No matter
how sophisticated and well planed a web site’s design, it was ultimately the user’s experience that counted most,
particularly in e-commerce. If customers couldn’t use a site’s offerings,
they couldn’t make a purchase. Usability
refers to the overall quality of a user’s Web site experience. Did the page load quickly? Was she able to
find everything she was looking for? Where all links “live” that is did they actually access other Web
pages? Were all the more involved processes such as order forms and shopping
carts, functioning properly? Was the sites navigation scheme logical and easy
to follow? In short does the site do what it was intended to do and could the
user figure out how to use it?”
In the tense commercial environment of the World Wide Web, customers are
notoriously impatient, particularly when it comes to the usability of commercial
sites.

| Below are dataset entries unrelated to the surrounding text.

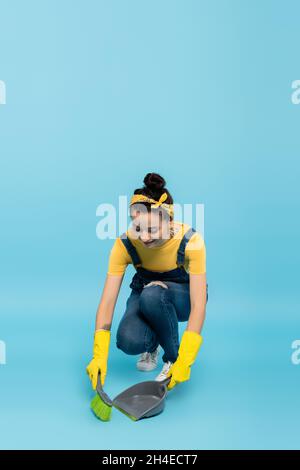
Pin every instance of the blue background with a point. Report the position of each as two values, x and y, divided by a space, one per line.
98 94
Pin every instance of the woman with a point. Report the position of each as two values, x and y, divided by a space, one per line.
169 286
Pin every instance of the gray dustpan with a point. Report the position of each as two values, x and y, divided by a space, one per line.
143 400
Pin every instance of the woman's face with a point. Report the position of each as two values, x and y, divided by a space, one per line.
150 228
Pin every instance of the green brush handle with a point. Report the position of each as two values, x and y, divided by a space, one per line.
101 392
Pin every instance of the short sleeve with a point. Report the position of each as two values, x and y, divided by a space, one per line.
195 253
118 258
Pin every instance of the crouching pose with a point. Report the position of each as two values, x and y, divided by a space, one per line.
169 286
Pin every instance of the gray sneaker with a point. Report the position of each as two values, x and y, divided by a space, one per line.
148 361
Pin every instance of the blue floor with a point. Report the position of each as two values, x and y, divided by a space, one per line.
243 393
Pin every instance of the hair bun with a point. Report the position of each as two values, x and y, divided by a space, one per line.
154 181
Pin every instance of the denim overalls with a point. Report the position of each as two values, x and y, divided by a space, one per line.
144 276
152 313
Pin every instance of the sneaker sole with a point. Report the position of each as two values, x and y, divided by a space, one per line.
146 368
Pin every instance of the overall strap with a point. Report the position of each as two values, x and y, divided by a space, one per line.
136 261
181 250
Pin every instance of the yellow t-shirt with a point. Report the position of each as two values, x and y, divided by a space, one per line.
161 258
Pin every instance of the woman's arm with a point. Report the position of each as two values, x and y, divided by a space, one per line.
198 302
108 301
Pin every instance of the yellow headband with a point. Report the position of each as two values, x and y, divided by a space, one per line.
142 198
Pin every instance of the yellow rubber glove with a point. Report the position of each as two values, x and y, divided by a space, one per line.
100 356
188 350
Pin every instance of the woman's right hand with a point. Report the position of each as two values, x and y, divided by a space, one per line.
100 357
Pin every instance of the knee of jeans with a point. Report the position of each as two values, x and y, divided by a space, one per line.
151 300
128 343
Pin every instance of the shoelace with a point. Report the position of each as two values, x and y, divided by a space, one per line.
148 356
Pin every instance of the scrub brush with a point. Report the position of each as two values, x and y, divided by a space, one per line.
101 404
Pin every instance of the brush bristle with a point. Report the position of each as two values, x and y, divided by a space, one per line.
100 408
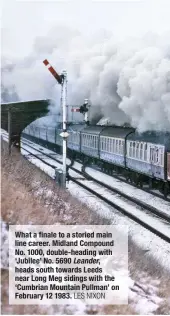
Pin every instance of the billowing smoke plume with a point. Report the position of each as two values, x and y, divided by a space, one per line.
127 82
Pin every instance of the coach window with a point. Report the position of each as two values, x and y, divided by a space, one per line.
109 145
130 149
116 146
137 150
134 146
145 152
161 157
157 155
141 151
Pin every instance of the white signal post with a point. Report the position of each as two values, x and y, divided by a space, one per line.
64 134
62 79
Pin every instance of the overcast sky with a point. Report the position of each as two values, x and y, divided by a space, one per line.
23 20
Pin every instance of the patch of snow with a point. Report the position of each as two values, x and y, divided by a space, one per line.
130 190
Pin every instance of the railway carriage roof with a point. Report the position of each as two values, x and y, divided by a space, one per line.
95 130
162 138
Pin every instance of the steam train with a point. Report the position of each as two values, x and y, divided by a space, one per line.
141 157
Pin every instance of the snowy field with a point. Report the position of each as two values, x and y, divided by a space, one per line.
143 293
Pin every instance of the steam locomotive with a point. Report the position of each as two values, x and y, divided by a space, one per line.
142 157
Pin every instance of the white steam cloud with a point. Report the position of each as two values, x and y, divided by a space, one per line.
127 81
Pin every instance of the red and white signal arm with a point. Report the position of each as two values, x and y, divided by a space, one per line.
75 110
52 70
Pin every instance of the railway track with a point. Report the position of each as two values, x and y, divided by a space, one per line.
87 182
123 179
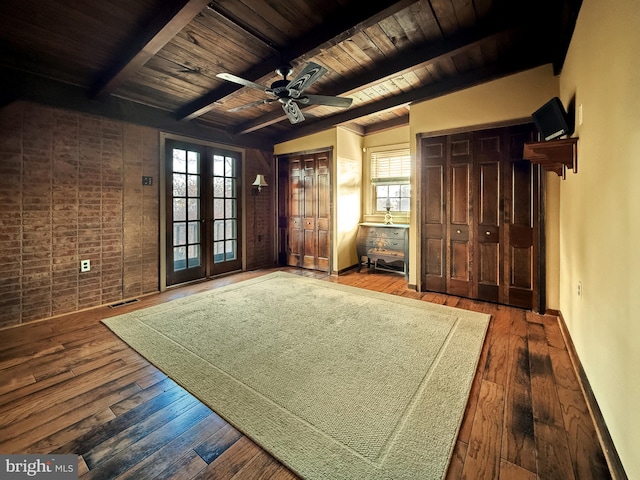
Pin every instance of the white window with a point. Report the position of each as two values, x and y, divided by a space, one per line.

Since the great promise of the
Web is its enormous convenience, particularly in terms of speed, customers learn
relatively quickly what they want to find, and if isn’t readily available on
the site, they’ll simply seek it out elsewhere.
As reported in Fortune, according to the research firm Keynote systems,
Web users grant a Web site an average eight seconds of download time before
clicking away to another site. Moreover,
much research suggests that customers tend to be unforgiving of sites that fail
to load quickly or provide an adequately usable environment, so sites that are
too difficult for users to navigate or load may simply be written off
altogether as customers develop loyalty to other, more friendly sites.